Court hears Linc Energy workers warned to drink milk

THE committal hearing between Linc Energy and the State Government has finished its second day as the company defends itself from five charges of wilfully causing environmental damage.

The prosecution began by outlining multiple breaches of Linc Energy's policy regarding hydrostatic pressure at Gasifier 4, located near Hopeland, Chinchilla.

The court heard the statements detailing a grout injection program designed to fill widening fractures with cement, as well as guard wells.

Prosecution lawyer Ralph Devlin QC read out the correspondence of a site manager which explained how a blockage was pressurised to clear it out, resulting in a fractured guard well.

A company interview revealed that G4, the Chinchilla station, operated at pressures around 12 bar (174 pounds per square inch) for up to a month in its early stages.

When bubbles began to appear on the surface, "gravelly stuff was put over it…to stop it bubbling," the interview read.

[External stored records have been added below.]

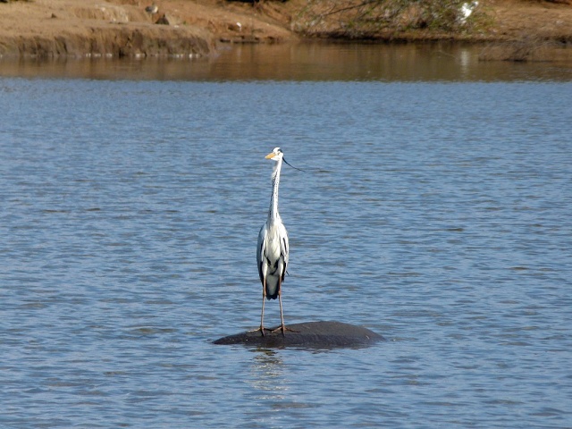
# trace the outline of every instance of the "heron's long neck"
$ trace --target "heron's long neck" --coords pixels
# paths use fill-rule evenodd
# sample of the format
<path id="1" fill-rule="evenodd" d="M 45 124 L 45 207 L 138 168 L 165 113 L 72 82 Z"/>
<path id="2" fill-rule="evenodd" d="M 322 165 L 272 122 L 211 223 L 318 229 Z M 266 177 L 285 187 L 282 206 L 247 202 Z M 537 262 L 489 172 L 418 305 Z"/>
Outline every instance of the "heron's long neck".
<path id="1" fill-rule="evenodd" d="M 280 170 L 282 166 L 282 160 L 276 162 L 274 169 L 272 172 L 272 195 L 270 196 L 270 211 L 268 217 L 270 219 L 277 219 L 278 214 L 278 187 L 280 186 Z"/>

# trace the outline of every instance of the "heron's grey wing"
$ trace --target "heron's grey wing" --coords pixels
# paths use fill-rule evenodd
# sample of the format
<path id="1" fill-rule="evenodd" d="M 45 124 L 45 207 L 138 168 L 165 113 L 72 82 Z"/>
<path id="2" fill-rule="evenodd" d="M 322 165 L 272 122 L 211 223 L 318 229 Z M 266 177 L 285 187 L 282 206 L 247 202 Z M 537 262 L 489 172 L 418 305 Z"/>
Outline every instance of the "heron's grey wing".
<path id="1" fill-rule="evenodd" d="M 265 254 L 265 250 L 266 248 L 266 234 L 267 234 L 266 223 L 262 225 L 260 228 L 260 232 L 258 232 L 258 242 L 257 245 L 257 265 L 258 266 L 258 277 L 260 277 L 260 282 L 264 283 L 264 271 L 263 264 L 265 263 L 265 258 L 263 257 Z"/>
<path id="2" fill-rule="evenodd" d="M 282 282 L 283 282 L 284 275 L 286 275 L 286 269 L 288 268 L 290 244 L 288 242 L 288 232 L 286 231 L 286 227 L 282 223 L 281 223 L 279 225 L 279 233 L 280 233 L 280 252 L 282 254 L 282 259 L 284 260 L 284 270 L 282 273 Z"/>

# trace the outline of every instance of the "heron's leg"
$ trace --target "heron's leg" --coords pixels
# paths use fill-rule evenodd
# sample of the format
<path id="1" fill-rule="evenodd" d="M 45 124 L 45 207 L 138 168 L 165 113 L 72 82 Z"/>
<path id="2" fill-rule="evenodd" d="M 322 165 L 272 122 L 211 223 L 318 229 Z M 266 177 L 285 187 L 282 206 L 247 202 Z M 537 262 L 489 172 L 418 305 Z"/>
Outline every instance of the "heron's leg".
<path id="1" fill-rule="evenodd" d="M 262 283 L 262 312 L 260 313 L 260 333 L 265 336 L 265 298 L 266 298 L 266 279 Z"/>
<path id="2" fill-rule="evenodd" d="M 284 331 L 286 330 L 286 326 L 284 326 L 284 315 L 282 314 L 282 284 L 280 285 L 280 289 L 278 290 L 278 302 L 280 302 L 280 321 L 282 323 L 281 326 L 282 330 L 282 335 L 284 335 Z"/>

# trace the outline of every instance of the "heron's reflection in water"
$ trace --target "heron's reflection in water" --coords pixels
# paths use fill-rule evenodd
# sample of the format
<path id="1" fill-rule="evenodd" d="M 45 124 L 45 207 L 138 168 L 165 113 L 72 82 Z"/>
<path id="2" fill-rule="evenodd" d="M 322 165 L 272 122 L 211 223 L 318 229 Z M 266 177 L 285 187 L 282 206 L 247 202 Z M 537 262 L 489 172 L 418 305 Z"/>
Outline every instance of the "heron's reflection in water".
<path id="1" fill-rule="evenodd" d="M 288 390 L 284 380 L 284 362 L 269 349 L 256 349 L 256 356 L 250 365 L 251 377 L 248 383 L 254 388 L 254 397 L 258 400 L 283 400 Z"/>

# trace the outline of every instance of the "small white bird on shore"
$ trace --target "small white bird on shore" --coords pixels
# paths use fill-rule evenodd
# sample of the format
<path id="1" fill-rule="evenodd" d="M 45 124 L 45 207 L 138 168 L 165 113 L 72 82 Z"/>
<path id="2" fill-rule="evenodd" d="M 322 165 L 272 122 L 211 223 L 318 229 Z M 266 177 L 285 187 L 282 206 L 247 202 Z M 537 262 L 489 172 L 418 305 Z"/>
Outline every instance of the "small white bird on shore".
<path id="1" fill-rule="evenodd" d="M 458 19 L 461 24 L 464 24 L 465 22 L 467 22 L 467 19 L 469 16 L 471 16 L 471 13 L 473 13 L 473 11 L 475 11 L 475 9 L 476 9 L 476 6 L 478 5 L 479 5 L 479 2 L 477 1 L 463 4 L 460 10 L 461 16 Z"/>

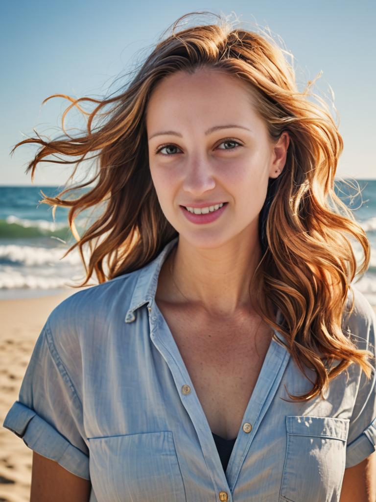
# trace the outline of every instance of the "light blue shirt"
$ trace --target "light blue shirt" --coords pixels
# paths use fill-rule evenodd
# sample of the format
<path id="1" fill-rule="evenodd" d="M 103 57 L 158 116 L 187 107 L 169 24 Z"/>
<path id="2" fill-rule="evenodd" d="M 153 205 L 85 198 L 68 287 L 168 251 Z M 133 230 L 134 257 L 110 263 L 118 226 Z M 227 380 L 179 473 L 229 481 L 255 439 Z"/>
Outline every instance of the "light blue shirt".
<path id="1" fill-rule="evenodd" d="M 155 301 L 159 271 L 178 238 L 142 269 L 55 308 L 4 427 L 90 479 L 91 502 L 339 500 L 345 468 L 375 450 L 376 372 L 367 380 L 353 364 L 330 382 L 325 400 L 284 401 L 285 386 L 297 395 L 312 384 L 274 330 L 224 472 Z M 347 327 L 359 348 L 374 353 L 374 311 L 353 289 Z"/>

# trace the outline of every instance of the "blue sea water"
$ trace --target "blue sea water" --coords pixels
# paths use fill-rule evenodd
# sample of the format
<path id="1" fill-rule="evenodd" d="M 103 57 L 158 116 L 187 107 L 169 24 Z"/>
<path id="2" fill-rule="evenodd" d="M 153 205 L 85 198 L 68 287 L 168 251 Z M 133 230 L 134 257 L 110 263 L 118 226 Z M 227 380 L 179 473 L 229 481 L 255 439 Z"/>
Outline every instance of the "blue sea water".
<path id="1" fill-rule="evenodd" d="M 336 192 L 353 211 L 371 246 L 367 272 L 360 278 L 356 276 L 353 282 L 371 304 L 376 305 L 376 180 L 349 182 L 353 188 L 344 181 L 336 181 Z M 358 189 L 360 193 L 356 195 Z M 57 207 L 54 219 L 52 207 L 40 203 L 43 198 L 41 190 L 53 196 L 62 189 L 0 186 L 0 299 L 52 294 L 69 289 L 69 285 L 78 286 L 85 278 L 78 248 L 63 258 L 76 242 L 68 224 L 69 208 Z M 80 235 L 100 211 L 98 208 L 95 212 L 83 212 L 77 217 L 75 222 Z M 355 256 L 361 259 L 360 248 L 353 249 Z M 89 284 L 96 280 L 93 276 Z"/>

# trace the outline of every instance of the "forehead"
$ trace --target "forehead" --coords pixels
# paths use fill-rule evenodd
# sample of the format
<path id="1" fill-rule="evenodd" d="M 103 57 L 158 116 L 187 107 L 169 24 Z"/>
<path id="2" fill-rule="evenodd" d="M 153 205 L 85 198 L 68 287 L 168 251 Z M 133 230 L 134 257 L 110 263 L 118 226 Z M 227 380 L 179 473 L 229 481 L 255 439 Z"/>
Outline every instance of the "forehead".
<path id="1" fill-rule="evenodd" d="M 242 119 L 256 120 L 257 115 L 250 85 L 224 71 L 208 68 L 165 77 L 153 90 L 146 110 L 148 130 L 163 125 L 167 119 L 204 120 L 210 127 L 213 121 L 238 123 Z"/>

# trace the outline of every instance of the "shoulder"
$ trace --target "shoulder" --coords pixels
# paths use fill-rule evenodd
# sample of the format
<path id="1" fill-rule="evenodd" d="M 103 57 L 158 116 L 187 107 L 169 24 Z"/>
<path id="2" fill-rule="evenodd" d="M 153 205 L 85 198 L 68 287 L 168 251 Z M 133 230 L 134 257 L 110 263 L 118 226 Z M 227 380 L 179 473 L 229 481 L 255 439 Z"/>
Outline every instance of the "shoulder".
<path id="1" fill-rule="evenodd" d="M 73 356 L 85 341 L 95 342 L 110 322 L 123 321 L 139 272 L 77 291 L 59 303 L 45 325 L 57 351 Z"/>
<path id="2" fill-rule="evenodd" d="M 353 301 L 353 308 L 349 315 Z M 353 285 L 347 295 L 342 327 L 358 348 L 374 353 L 376 313 L 364 294 Z"/>
<path id="3" fill-rule="evenodd" d="M 49 316 L 56 325 L 88 320 L 104 312 L 117 309 L 121 304 L 126 309 L 139 271 L 125 274 L 96 286 L 73 293 L 58 304 Z"/>

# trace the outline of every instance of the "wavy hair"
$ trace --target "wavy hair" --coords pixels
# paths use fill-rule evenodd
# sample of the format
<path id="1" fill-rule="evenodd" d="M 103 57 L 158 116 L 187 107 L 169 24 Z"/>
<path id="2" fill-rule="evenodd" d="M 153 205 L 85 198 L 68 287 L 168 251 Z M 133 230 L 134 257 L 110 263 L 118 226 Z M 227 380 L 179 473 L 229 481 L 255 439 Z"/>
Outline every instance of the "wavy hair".
<path id="1" fill-rule="evenodd" d="M 337 126 L 324 100 L 311 92 L 312 82 L 298 91 L 292 65 L 265 33 L 234 28 L 221 16 L 216 24 L 177 30 L 187 17 L 205 14 L 208 13 L 190 13 L 175 21 L 171 33 L 162 35 L 126 88 L 115 96 L 102 100 L 65 94 L 47 98 L 43 103 L 56 96 L 71 101 L 62 117 L 65 136 L 45 141 L 37 134 L 17 144 L 12 152 L 25 143 L 41 146 L 26 169 L 27 174 L 31 171 L 32 181 L 41 162 L 76 163 L 72 178 L 80 163 L 95 153 L 89 158 L 99 162 L 90 179 L 56 197 L 42 192 L 41 202 L 53 206 L 54 210 L 58 206 L 70 207 L 68 220 L 77 241 L 64 256 L 78 246 L 86 273 L 85 280 L 73 287 L 87 285 L 94 272 L 99 282 L 104 282 L 144 266 L 178 235 L 162 212 L 149 172 L 145 115 L 156 84 L 175 72 L 192 73 L 203 67 L 241 79 L 249 84 L 271 138 L 277 140 L 287 131 L 290 139 L 285 167 L 278 178 L 269 179 L 259 215 L 262 253 L 252 279 L 262 319 L 282 335 L 303 374 L 307 376 L 302 363 L 316 374 L 314 383 L 310 380 L 313 385 L 309 392 L 289 396 L 304 401 L 322 396 L 329 381 L 352 362 L 369 379 L 372 353 L 358 349 L 342 329 L 350 283 L 357 270 L 349 237 L 360 243 L 364 253 L 358 273 L 368 268 L 370 245 L 365 232 L 334 191 L 343 148 Z M 90 113 L 80 105 L 85 101 L 96 104 Z M 109 105 L 107 111 L 99 113 Z M 74 106 L 88 116 L 87 130 L 76 137 L 68 135 L 64 126 L 66 113 Z M 102 122 L 92 127 L 99 117 Z M 79 159 L 44 160 L 56 154 Z M 94 182 L 79 197 L 62 197 Z M 75 218 L 103 202 L 100 216 L 79 235 Z M 90 251 L 88 266 L 83 252 L 86 244 Z M 353 296 L 349 315 L 354 304 Z M 275 321 L 277 308 L 282 314 L 279 324 Z M 332 368 L 334 359 L 340 362 Z"/>

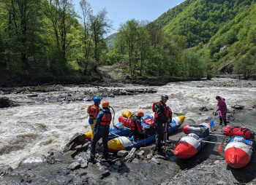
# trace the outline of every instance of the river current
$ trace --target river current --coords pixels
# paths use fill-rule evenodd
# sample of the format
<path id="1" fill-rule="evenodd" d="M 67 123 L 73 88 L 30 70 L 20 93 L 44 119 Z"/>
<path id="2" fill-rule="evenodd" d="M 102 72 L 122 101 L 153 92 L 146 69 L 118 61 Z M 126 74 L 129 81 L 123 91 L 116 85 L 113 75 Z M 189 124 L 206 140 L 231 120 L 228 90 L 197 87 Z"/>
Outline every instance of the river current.
<path id="1" fill-rule="evenodd" d="M 143 111 L 145 114 L 152 114 L 154 102 L 167 94 L 167 105 L 173 112 L 184 114 L 186 120 L 193 119 L 196 124 L 211 120 L 216 109 L 216 95 L 226 99 L 229 111 L 231 106 L 244 106 L 244 110 L 234 114 L 230 125 L 242 126 L 242 124 L 256 131 L 255 86 L 239 86 L 241 83 L 233 79 L 214 79 L 208 81 L 172 82 L 162 87 L 125 85 L 129 88 L 152 87 L 157 93 L 138 94 L 138 95 L 104 98 L 115 110 L 114 123 L 125 110 L 132 113 Z M 246 83 L 254 83 L 251 82 Z M 229 85 L 226 85 L 229 84 Z M 85 89 L 97 92 L 97 87 L 67 85 L 61 91 L 37 93 L 38 96 L 58 96 L 69 91 L 83 92 Z M 116 87 L 105 87 L 114 89 Z M 124 87 L 125 88 L 125 87 Z M 50 101 L 32 101 L 27 94 L 4 95 L 10 99 L 21 102 L 22 106 L 0 109 L 0 165 L 7 165 L 13 168 L 29 156 L 46 154 L 51 149 L 61 150 L 76 133 L 90 130 L 88 123 L 87 107 L 92 101 L 70 101 L 69 103 Z M 208 111 L 199 109 L 206 106 Z M 219 123 L 218 117 L 214 123 Z"/>

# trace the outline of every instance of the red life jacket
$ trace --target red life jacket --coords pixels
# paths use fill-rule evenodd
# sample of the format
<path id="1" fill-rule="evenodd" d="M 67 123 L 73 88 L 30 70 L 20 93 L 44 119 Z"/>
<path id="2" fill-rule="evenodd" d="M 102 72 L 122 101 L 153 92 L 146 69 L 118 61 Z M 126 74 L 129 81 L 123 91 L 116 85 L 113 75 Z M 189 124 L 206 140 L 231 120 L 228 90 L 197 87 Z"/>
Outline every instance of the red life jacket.
<path id="1" fill-rule="evenodd" d="M 129 127 L 132 130 L 136 130 L 137 132 L 142 132 L 141 126 L 139 125 L 138 118 L 137 116 L 132 117 L 132 122 L 129 122 Z"/>
<path id="2" fill-rule="evenodd" d="M 94 110 L 94 111 L 97 111 L 97 115 L 98 115 L 99 112 L 101 111 L 100 108 L 99 106 L 96 106 L 94 104 L 91 104 L 87 108 L 87 113 L 89 114 L 89 119 L 95 119 L 96 117 L 94 117 L 94 116 L 91 114 L 91 109 Z"/>
<path id="3" fill-rule="evenodd" d="M 110 122 L 112 119 L 112 114 L 110 112 L 104 112 L 104 116 L 100 119 L 99 125 L 103 126 L 108 126 L 110 125 Z"/>
<path id="4" fill-rule="evenodd" d="M 164 106 L 164 111 L 163 111 L 164 115 L 165 115 L 168 118 L 173 117 L 172 110 L 170 110 L 170 109 L 168 106 L 164 106 L 161 101 L 154 102 L 153 103 L 152 111 L 154 112 L 156 112 L 156 110 L 154 109 L 154 106 L 156 103 L 161 103 Z M 158 118 L 158 115 L 157 114 L 154 114 L 154 118 L 157 118 L 157 119 Z"/>
<path id="5" fill-rule="evenodd" d="M 148 118 L 148 119 L 144 119 L 144 122 L 146 125 L 148 125 L 154 128 L 154 119 L 153 118 Z"/>
<path id="6" fill-rule="evenodd" d="M 125 117 L 121 116 L 118 118 L 119 122 L 121 122 L 124 127 L 129 127 L 130 122 L 132 122 L 131 119 L 128 119 Z"/>
<path id="7" fill-rule="evenodd" d="M 246 139 L 252 139 L 255 138 L 255 133 L 246 127 L 233 127 L 227 125 L 224 127 L 223 133 L 227 136 L 238 135 L 243 136 Z"/>

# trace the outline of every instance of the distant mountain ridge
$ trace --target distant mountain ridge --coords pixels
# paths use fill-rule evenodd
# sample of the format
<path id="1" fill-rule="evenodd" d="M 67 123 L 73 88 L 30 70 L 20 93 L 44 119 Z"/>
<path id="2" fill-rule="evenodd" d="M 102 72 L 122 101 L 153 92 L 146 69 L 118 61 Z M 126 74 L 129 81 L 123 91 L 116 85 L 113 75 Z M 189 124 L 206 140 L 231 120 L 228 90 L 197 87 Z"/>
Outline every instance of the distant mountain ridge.
<path id="1" fill-rule="evenodd" d="M 185 36 L 189 47 L 210 39 L 255 0 L 187 0 L 162 14 L 154 23 L 170 34 Z"/>

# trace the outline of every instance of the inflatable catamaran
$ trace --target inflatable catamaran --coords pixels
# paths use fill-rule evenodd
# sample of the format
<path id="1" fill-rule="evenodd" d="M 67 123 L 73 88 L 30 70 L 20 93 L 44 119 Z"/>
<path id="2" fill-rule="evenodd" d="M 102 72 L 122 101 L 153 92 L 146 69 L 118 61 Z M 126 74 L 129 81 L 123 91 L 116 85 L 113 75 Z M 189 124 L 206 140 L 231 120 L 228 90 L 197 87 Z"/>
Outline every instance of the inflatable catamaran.
<path id="1" fill-rule="evenodd" d="M 243 136 L 231 137 L 225 148 L 224 155 L 227 164 L 234 168 L 247 165 L 251 160 L 254 143 L 253 141 Z"/>
<path id="2" fill-rule="evenodd" d="M 176 117 L 173 119 L 170 126 L 168 127 L 168 134 L 172 134 L 184 122 L 184 116 Z M 147 138 L 138 139 L 135 141 L 133 137 L 128 138 L 121 136 L 108 141 L 108 151 L 117 152 L 120 150 L 131 150 L 132 148 L 139 148 L 144 146 L 153 142 L 155 140 L 155 135 L 148 137 Z"/>
<path id="3" fill-rule="evenodd" d="M 187 135 L 182 137 L 174 149 L 174 154 L 178 159 L 188 159 L 199 152 L 209 140 L 209 132 L 214 124 L 204 122 L 199 125 L 187 125 L 184 127 Z"/>

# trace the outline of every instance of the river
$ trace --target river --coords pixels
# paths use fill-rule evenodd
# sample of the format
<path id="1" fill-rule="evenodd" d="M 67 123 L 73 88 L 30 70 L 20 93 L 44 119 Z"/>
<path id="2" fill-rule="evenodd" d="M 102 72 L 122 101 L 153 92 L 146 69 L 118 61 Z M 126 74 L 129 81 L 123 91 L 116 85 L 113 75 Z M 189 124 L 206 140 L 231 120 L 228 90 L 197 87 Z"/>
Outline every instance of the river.
<path id="1" fill-rule="evenodd" d="M 217 103 L 215 96 L 218 95 L 226 99 L 230 111 L 234 110 L 231 106 L 244 106 L 244 110 L 238 110 L 233 114 L 234 120 L 230 120 L 230 125 L 241 126 L 244 124 L 256 131 L 256 109 L 252 109 L 256 105 L 255 87 L 255 81 L 217 78 L 172 82 L 162 87 L 127 84 L 123 88 L 152 87 L 157 90 L 157 92 L 108 97 L 102 100 L 109 101 L 114 109 L 114 123 L 117 123 L 118 117 L 125 110 L 151 114 L 153 103 L 159 101 L 161 95 L 167 94 L 169 96 L 167 105 L 173 112 L 185 115 L 185 125 L 186 120 L 192 119 L 196 124 L 211 120 Z M 0 165 L 16 168 L 26 157 L 46 154 L 51 149 L 61 151 L 75 133 L 90 130 L 86 110 L 92 102 L 82 101 L 63 103 L 50 101 L 52 97 L 67 95 L 69 92 L 78 92 L 77 96 L 84 98 L 84 90 L 97 92 L 97 87 L 66 85 L 60 91 L 37 93 L 38 97 L 48 98 L 44 101 L 35 101 L 28 97 L 27 93 L 4 95 L 14 101 L 22 103 L 22 106 L 0 109 Z M 199 109 L 203 106 L 212 110 L 200 111 Z M 215 117 L 216 125 L 218 119 L 218 117 Z"/>

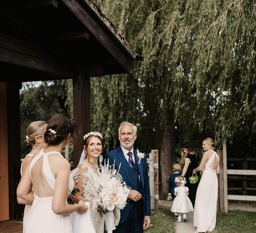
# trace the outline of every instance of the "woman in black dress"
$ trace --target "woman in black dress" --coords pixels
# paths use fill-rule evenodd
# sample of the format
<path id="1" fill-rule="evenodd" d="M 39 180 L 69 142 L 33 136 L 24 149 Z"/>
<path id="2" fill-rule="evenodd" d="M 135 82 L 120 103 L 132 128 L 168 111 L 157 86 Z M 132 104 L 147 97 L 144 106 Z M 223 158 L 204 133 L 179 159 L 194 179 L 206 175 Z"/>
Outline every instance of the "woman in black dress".
<path id="1" fill-rule="evenodd" d="M 193 175 L 193 170 L 198 166 L 198 161 L 196 153 L 192 150 L 189 144 L 183 145 L 180 161 L 182 164 L 184 164 L 181 175 L 186 177 L 187 183 L 185 186 L 188 187 L 189 189 L 189 195 L 188 197 L 194 207 L 199 182 L 196 184 L 191 184 L 188 178 Z M 199 176 L 199 174 L 200 173 L 197 172 L 197 175 Z"/>

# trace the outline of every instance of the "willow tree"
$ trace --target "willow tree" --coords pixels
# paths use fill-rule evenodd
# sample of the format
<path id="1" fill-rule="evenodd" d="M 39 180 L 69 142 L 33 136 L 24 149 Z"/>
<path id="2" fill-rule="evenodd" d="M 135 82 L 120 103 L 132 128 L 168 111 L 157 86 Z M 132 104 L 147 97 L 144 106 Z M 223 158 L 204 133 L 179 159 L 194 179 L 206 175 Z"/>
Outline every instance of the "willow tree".
<path id="1" fill-rule="evenodd" d="M 213 130 L 219 142 L 232 138 L 242 121 L 256 131 L 254 1 L 95 3 L 144 58 L 131 75 L 92 79 L 92 123 L 105 134 L 107 149 L 118 144 L 121 121 L 138 123 L 141 148 L 160 143 L 166 194 L 176 160 L 175 125 L 186 126 L 187 134 Z M 152 125 L 159 126 L 160 137 L 145 133 Z"/>

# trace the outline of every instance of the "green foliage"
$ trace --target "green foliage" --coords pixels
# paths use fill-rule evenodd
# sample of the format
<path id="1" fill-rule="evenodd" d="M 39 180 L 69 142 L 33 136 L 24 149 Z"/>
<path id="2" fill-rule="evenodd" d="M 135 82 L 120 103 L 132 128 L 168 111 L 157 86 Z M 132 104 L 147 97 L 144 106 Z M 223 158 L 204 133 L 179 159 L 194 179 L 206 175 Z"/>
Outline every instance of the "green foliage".
<path id="1" fill-rule="evenodd" d="M 67 112 L 65 106 L 67 82 L 65 80 L 44 81 L 37 86 L 30 82 L 23 84 L 20 95 L 22 157 L 31 149 L 24 144 L 29 124 L 36 120 L 47 122 L 55 114 Z"/>
<path id="2" fill-rule="evenodd" d="M 238 0 L 95 2 L 144 57 L 134 63 L 131 75 L 92 79 L 92 120 L 105 132 L 106 148 L 118 144 L 111 135 L 123 119 L 141 129 L 177 124 L 182 135 L 211 134 L 219 144 L 232 141 L 242 121 L 244 130 L 256 132 L 255 4 Z M 145 149 L 158 138 L 151 133 L 148 141 L 141 142 Z"/>

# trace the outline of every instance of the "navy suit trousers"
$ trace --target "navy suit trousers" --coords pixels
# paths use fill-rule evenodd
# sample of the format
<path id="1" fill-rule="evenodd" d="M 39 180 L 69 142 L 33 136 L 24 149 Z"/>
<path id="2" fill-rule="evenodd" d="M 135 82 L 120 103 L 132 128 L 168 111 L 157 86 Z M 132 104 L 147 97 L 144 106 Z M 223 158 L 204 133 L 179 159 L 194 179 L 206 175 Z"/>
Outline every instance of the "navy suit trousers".
<path id="1" fill-rule="evenodd" d="M 125 221 L 116 226 L 113 233 L 142 233 L 144 215 L 143 206 L 138 209 L 136 205 L 134 205 Z"/>

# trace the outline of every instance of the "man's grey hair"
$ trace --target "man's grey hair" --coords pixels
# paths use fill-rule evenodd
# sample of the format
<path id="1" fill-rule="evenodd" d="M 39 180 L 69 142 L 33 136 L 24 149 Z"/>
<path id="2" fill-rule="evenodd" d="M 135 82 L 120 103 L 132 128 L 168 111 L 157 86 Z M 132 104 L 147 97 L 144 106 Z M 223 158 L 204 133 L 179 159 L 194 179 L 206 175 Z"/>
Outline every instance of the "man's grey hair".
<path id="1" fill-rule="evenodd" d="M 131 125 L 133 127 L 133 131 L 134 132 L 134 135 L 136 133 L 137 133 L 137 126 L 136 125 L 135 125 L 134 124 L 133 124 L 132 123 L 128 122 L 128 121 L 123 121 L 119 125 L 119 128 L 118 128 L 118 133 L 120 134 L 120 131 L 121 130 L 121 128 L 122 126 L 124 125 L 125 124 L 129 124 L 130 125 Z"/>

Witnesses were called to give evidence before the court, including Paul John Bergin, the Department of Environment and Heritage Protection agent leading the investigation into Linc Energy.

Mr Bergin said that after a dig on March 2, 2015, he felt nauseous and check into Chinchilla Hospital for testing.

He reported a dull headache which lasted for several hours and offered to provide blood results showing elevated carbon monoxide in his blood as a result of the incident.

He claimed to have previously submitted this information to Linc Energy.

When questioned by the defence lawyer Robert Bain QC on his refusal to participate in an investigative interview with Aussafe (a company hired by Linc Energy), Mr Bergin said he felt that his authority was being drawn into question.

"It wasn't what I took to be a simple, independent person, it wasn't Aussafe - it was Linc personnel, senior personnel, one of whom was quite assertive, who took charge of the whole process," he said.

Paul Boland, a contractor who was called to work gave evidence, saying he saw bubbles at the site, but reported no abnormal methane readings on his crew's tools after the job. Yesterday, the court heard workers manning the coal gasification project were warned to drink milk and eat yoghurt to protect their stomachs from being burnt by gas leaks.

The underground coal gasification test site was shut down in 2013.

The committal hearing before Magistrate Kay Ryan continues on Monday with the additional evidence of scientists involved in the investigation.